Monday, May 16, 2011

Thanks for wiping your booger on me.

The company I work for is relatively small (but growing), so there's a lot that's done in big corporations that's not done there, and vice-versa. Generally, this is a very good thing, but there's a habit which persists in emails amongst a handful of ladies in my department that baffles me endlessly: the communal booger-wiping of must-forward feel-good emails which admonish the receiver to forward to at least 12 friends in the next 12 minutes or risk 12 months of bad luck, or some variation thereon.

If you delete after reading .... you'll spend a year of ill luck!


Seriously?

Forward this to 12 friends, and I'd better be one of them.

So, you're going to take it personally if I'm not a) forwarding your chain email and b) sending proof of same back to you?

My favorite is the ones which start off with:

You'll have bad luck if you do not forward this after reading.

Oh really? Best not to read it, then. *DELETE*

Gosh, I don't mean to be a stick-in-the-mud. I am really busy, but I am delighted by clever emails and funny things my friends send me in my personal email. Videos, jokes and quirky things from the web delight me, obviously. But the things that MUST be passed along to ensure that ills not befall me? Gosh, I'm so not down with that.

Anyway, I wonder how long that will be tolerated at my job? I hope they don't think I'm rude or anti-social for not playing along, and I'm certainly not going to complain about it to anyone at the company, but I do marvel that so many people are comfortable cluttering up their colleagues' day like that. Every once in a while, someone in the department will forward something genuinely funny that sort of lightens the mood and I'm all for that. But emails involving magical thinking that prosperity may only be ensured by forwarding something not of their own composition are baffling, to say the least...

5 comments:

Auntie J said...

Oh, I can't stand those things! The ones I *really* hate are the "You'll make Jesus sad if you don't forward this." Somehow, I think, that's hardly the point of my faith....

In an interesting twist, I occasionally get forwards of stuff like that from my best friend, asking me what on EARTH is actually shown in the dumb thing. Now, that's funny, because then we sit and laugh over the fact that her office still doesn't get it that she is blind and can't see picture-based emails. You'd think the big yellow dog in harness that goes with her everywhere would give them a clue. Especially since she's been working there a good seven years or so now.
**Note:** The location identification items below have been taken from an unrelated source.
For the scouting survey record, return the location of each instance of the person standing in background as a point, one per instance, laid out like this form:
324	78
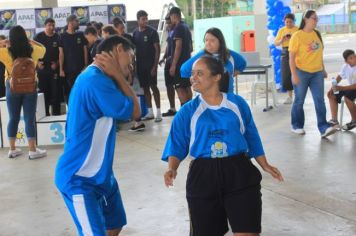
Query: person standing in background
146	40
282	39
215	45
48	68
19	46
180	52
73	54
91	36
307	68
2	73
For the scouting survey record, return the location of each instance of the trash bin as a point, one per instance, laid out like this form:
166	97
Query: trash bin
248	42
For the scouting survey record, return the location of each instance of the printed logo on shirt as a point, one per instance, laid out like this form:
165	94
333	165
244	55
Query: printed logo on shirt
353	78
313	46
219	149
Barbara Bruederlin said...

I cannot stand getting those smarmy directives to forward emails in order to change my life. And this is on my own personal email. It's outrageous to be sent such drek on work email.

Old NFO said...

Meh... I just delete that crap and move on...

Jon said...

There are few things that piss me off more than someone trying to peddle guilt.

Kristopher said...

I send a spam complaint to the IT department.